Projects are a fundamental building block of the CrowdAI platform. Think of Projects as a sort of folder for collecting together all of the things you need to create and manage a single computer vision model.
There's a lot know know about Projects, so we've broken them down into a number of deep-dive articles where you can learn more about the specifics of each component. (We even have a self-guided tour of Projects, which you can ask our chat bot for!) I'll link to those at the bottom of this article, so think of this as a table of contents with a bit of an introduction.
What is a Project?
For our platform, a Project is a discrete unit of work that encompasses all of the things you need to create a new computer vision model or to update an existing one.
To do this, a Project associates all of the input data you need (media from your Datasets) and, based on a few settings you select when you create the Project, sets you up to quickly and easily create the training data you need to create or update a model.
Following the baking analogy I've used on so many articles: think of a Project as a bakery devoted to one specific baked good. You'll work with your suppliers (Datasets) to get your main ingredients, then prepare those ingredients (training data) and use them to bake something (train a model). Once your goods are baked, you can inspect them for quality (testing & evaluation), then put the best ones on display for your customers to enjoy (productionize a model).
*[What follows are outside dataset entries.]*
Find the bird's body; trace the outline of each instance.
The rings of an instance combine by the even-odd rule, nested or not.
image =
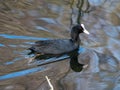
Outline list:
[[[42,54],[62,54],[78,48],[79,45],[71,39],[53,39],[37,41],[30,49]]]
[[[63,54],[71,52],[79,48],[79,34],[83,32],[89,34],[89,32],[86,30],[84,31],[84,29],[84,26],[76,25],[71,30],[71,39],[52,39],[37,41],[29,49],[32,52],[38,54]]]

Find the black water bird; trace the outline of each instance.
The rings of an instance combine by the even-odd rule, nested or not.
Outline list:
[[[29,49],[37,54],[64,54],[79,48],[80,33],[89,34],[83,24],[71,29],[71,39],[52,39],[35,42]]]

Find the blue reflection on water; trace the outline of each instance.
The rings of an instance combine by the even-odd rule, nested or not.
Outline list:
[[[50,32],[48,29],[41,27],[41,26],[35,26],[35,28],[38,30],[44,30],[44,31]]]
[[[5,65],[10,65],[10,64],[13,64],[14,62],[13,61],[9,61],[9,62],[5,62],[4,64]]]
[[[28,75],[28,74],[38,72],[38,71],[43,71],[43,70],[45,70],[45,68],[37,67],[37,68],[27,69],[27,70],[23,70],[23,71],[13,72],[13,73],[9,73],[9,74],[0,76],[0,80],[20,77],[20,76]]]
[[[10,47],[17,47],[17,45],[14,45],[14,44],[10,44],[8,46],[10,46]]]
[[[52,18],[38,18],[38,20],[43,20],[47,23],[56,24],[56,21]]]
[[[23,58],[17,57],[15,59],[13,59],[12,61],[5,62],[4,65],[14,64],[16,61],[19,61],[19,60],[23,60]]]
[[[83,48],[83,47],[79,48],[79,53],[84,52],[84,51],[85,51],[85,48]],[[50,64],[50,63],[57,62],[57,61],[62,61],[67,58],[69,58],[69,55],[65,54],[60,57],[52,57],[52,58],[46,59],[44,61],[38,61],[38,62],[36,61],[32,64],[37,64],[37,65],[41,66],[41,65]],[[16,61],[16,60],[14,60],[14,61]],[[13,64],[14,61],[6,62],[5,64],[6,65]],[[9,73],[9,74],[0,76],[0,80],[20,77],[20,76],[28,75],[28,74],[38,72],[38,71],[43,71],[43,70],[45,70],[45,68],[37,67],[37,68],[27,69],[27,70],[23,70],[23,71],[13,72],[13,73]]]
[[[34,42],[24,42],[24,43],[25,43],[25,44],[29,44],[29,45],[30,45],[30,44],[31,44],[31,45],[34,44]]]
[[[30,37],[30,36],[17,36],[10,34],[0,34],[1,37],[8,39],[24,39],[24,40],[48,40],[48,38]]]
[[[83,52],[85,52],[85,48],[80,47],[79,50],[78,50],[78,53],[80,54],[80,53],[83,53]]]
[[[56,57],[56,56],[53,56],[49,59],[45,59],[45,60],[38,60],[38,61],[35,61],[33,63],[31,63],[30,65],[38,65],[38,66],[42,66],[42,65],[46,65],[46,64],[50,64],[50,63],[53,63],[53,62],[58,62],[58,61],[62,61],[62,60],[65,60],[69,58],[68,55],[62,55],[62,56],[59,56],[59,57]]]
[[[0,43],[0,47],[5,47],[5,45]]]

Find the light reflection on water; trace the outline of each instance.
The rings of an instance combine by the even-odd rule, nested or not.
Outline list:
[[[44,27],[41,27],[41,26],[35,26],[35,28],[36,28],[37,30],[44,30],[44,31],[48,31],[48,32],[49,32],[48,29],[46,29],[46,28],[44,28]]]
[[[4,38],[8,38],[8,39],[22,39],[22,40],[48,40],[47,38],[17,36],[17,35],[10,35],[10,34],[0,34],[0,37],[4,37]]]
[[[51,57],[45,60],[35,60],[28,64],[28,59],[31,57],[27,55],[27,48],[37,40],[48,40],[55,37],[61,38],[63,36],[64,38],[69,37],[69,32],[66,28],[70,25],[71,8],[69,7],[69,3],[71,2],[66,2],[65,4],[64,1],[61,2],[59,0],[30,0],[32,4],[30,4],[31,2],[27,4],[29,0],[13,1],[2,0],[0,3],[0,80],[4,81],[5,79],[11,80],[14,78],[15,81],[8,81],[8,84],[19,83],[19,81],[16,80],[17,77],[24,77],[29,74],[34,74],[39,77],[35,72],[44,73],[46,68],[42,68],[42,65],[48,63],[47,65],[49,67],[49,63],[55,61],[67,61],[67,59],[70,58],[68,55],[63,55],[59,57]],[[64,86],[65,88],[69,86],[67,88],[76,87],[78,90],[85,90],[87,87],[89,87],[88,89],[90,90],[91,88],[95,90],[110,90],[111,88],[114,88],[113,90],[119,90],[120,72],[117,71],[119,71],[120,68],[120,25],[119,19],[115,19],[114,21],[114,18],[119,17],[119,11],[117,11],[119,5],[117,6],[115,0],[114,5],[112,5],[111,1],[107,2],[106,0],[107,4],[102,4],[103,6],[101,5],[97,8],[97,5],[100,5],[105,0],[100,0],[100,3],[99,0],[88,1],[91,2],[90,4],[96,5],[96,7],[93,7],[96,10],[89,13],[89,15],[85,15],[85,17],[83,16],[83,23],[87,26],[88,31],[92,33],[88,37],[82,36],[81,39],[83,40],[83,44],[87,43],[86,46],[90,46],[92,43],[89,39],[96,40],[100,45],[94,46],[93,44],[93,51],[101,52],[105,54],[107,58],[104,57],[105,55],[102,56],[100,53],[101,57],[98,57],[97,61],[94,55],[92,56],[91,52],[87,53],[88,55],[91,55],[92,62],[87,62],[88,68],[81,72],[82,74],[87,72],[87,79],[86,75],[82,77],[81,73],[75,73],[72,71],[68,72],[69,70],[66,68],[69,68],[69,62],[61,62],[60,65],[59,63],[52,64],[52,66],[50,66],[52,67],[52,70],[50,69],[51,71],[48,71],[45,75],[51,75],[51,73],[53,73],[51,76],[55,79],[57,78],[57,81],[60,79],[59,81],[62,81],[61,86],[66,85]],[[95,2],[93,3],[92,1]],[[119,3],[119,0],[117,3]],[[111,12],[112,9],[109,8],[109,5],[114,9],[115,15]],[[76,7],[74,9],[76,9]],[[109,13],[107,10],[109,10]],[[77,14],[76,11],[73,12],[73,15]],[[100,15],[97,16],[97,14]],[[107,16],[109,16],[110,19]],[[88,47],[88,49],[91,49],[91,47]],[[83,54],[82,58],[86,56],[85,60],[88,60],[89,58],[86,54],[87,51],[89,50],[86,50],[86,48],[83,47],[78,51],[79,54]],[[109,56],[107,56],[107,54]],[[95,55],[97,57],[97,54]],[[94,72],[91,75],[89,69],[91,69],[92,66],[95,67],[95,63],[98,64],[96,67],[99,68],[100,71],[98,73]],[[92,68],[93,71],[95,68]],[[56,73],[58,76],[56,76]],[[66,75],[62,79],[61,73],[62,75]],[[91,76],[88,77],[89,75]],[[28,78],[29,77],[26,77],[26,79]],[[0,82],[0,89],[2,85],[6,85],[3,84],[2,81]],[[40,87],[37,86],[38,82],[35,83],[36,81],[37,80],[30,79],[30,83],[28,82],[29,85],[27,84],[27,87]],[[87,83],[87,85],[83,85],[83,82]],[[113,82],[116,83],[114,84]],[[53,81],[53,83],[55,82]],[[26,85],[24,81],[22,82],[22,85]],[[56,87],[57,86],[58,85],[56,85]],[[36,88],[32,90],[35,89]]]
[[[8,62],[5,62],[3,63],[3,65],[10,65],[10,64],[14,64],[16,61],[19,61],[19,60],[23,60],[23,57],[17,57],[11,61],[8,61]]]
[[[37,68],[31,68],[31,69],[27,69],[27,70],[23,70],[23,71],[13,72],[13,73],[9,73],[9,74],[0,76],[0,80],[20,77],[20,76],[32,74],[32,73],[43,71],[43,70],[45,70],[45,68],[37,67]]]
[[[4,44],[0,44],[0,47],[5,47],[5,45]]]
[[[81,53],[83,51],[84,51],[84,48],[81,47],[81,48],[79,48],[79,50],[77,52]],[[73,53],[73,55],[74,55],[74,53]],[[27,58],[30,58],[30,57],[27,57]],[[37,61],[33,61],[33,62],[28,63],[28,64],[29,65],[43,66],[43,65],[50,64],[50,63],[55,63],[55,62],[58,62],[58,61],[62,61],[62,60],[65,60],[65,59],[67,60],[68,58],[70,58],[70,56],[68,54],[63,54],[63,55],[60,55],[60,56],[55,56],[54,55],[54,56],[52,56],[48,59],[44,59],[44,58],[43,59],[38,59]],[[4,65],[14,64],[18,60],[22,60],[22,58],[16,58],[12,61],[5,62]],[[25,76],[25,75],[28,75],[28,74],[31,74],[31,73],[34,73],[34,72],[44,71],[44,69],[45,68],[37,67],[37,68],[28,69],[28,70],[17,71],[17,72],[9,73],[9,74],[6,74],[6,75],[1,75],[0,80]]]
[[[38,20],[43,20],[43,21],[50,23],[50,24],[57,24],[56,21],[52,18],[38,18]]]

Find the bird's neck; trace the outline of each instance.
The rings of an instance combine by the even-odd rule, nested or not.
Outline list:
[[[75,43],[76,46],[79,47],[79,44],[81,42],[79,35],[77,35],[76,37],[72,38],[72,41]]]
[[[75,41],[75,45],[79,47],[80,45],[80,38],[78,37],[77,40]]]

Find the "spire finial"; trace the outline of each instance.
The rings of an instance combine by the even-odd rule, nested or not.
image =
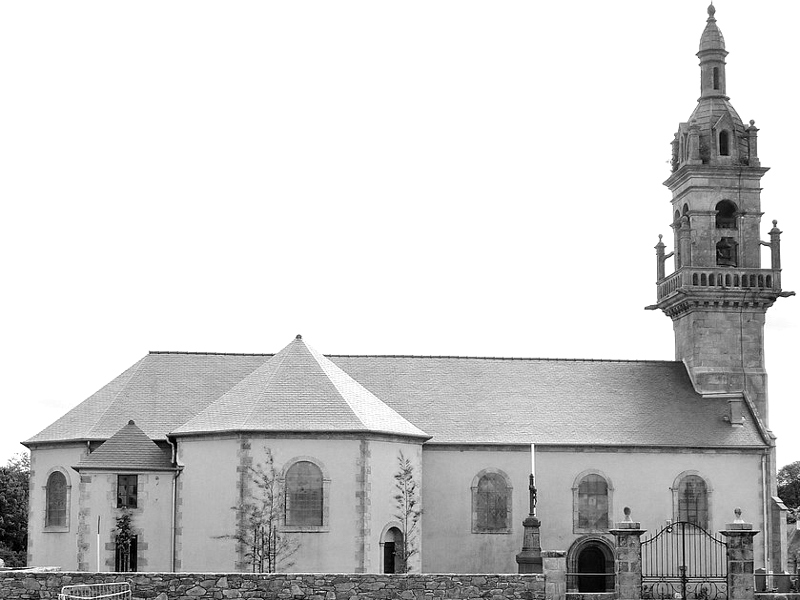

Because a Project is devoted to one specific computer vision model, it's best to keep your Projects very well scoped and defined. Just like a human, the model that comes out of your Project will perform better if it's been trained to look for one or a few similar objects on similar media.
So don't create a "Detect Everything" Project: go instead for a "Bottle Cap Defect Detection" Project, for example. After all, you can create as many Projects as you want, so there's no need to force mismatched use-cases together.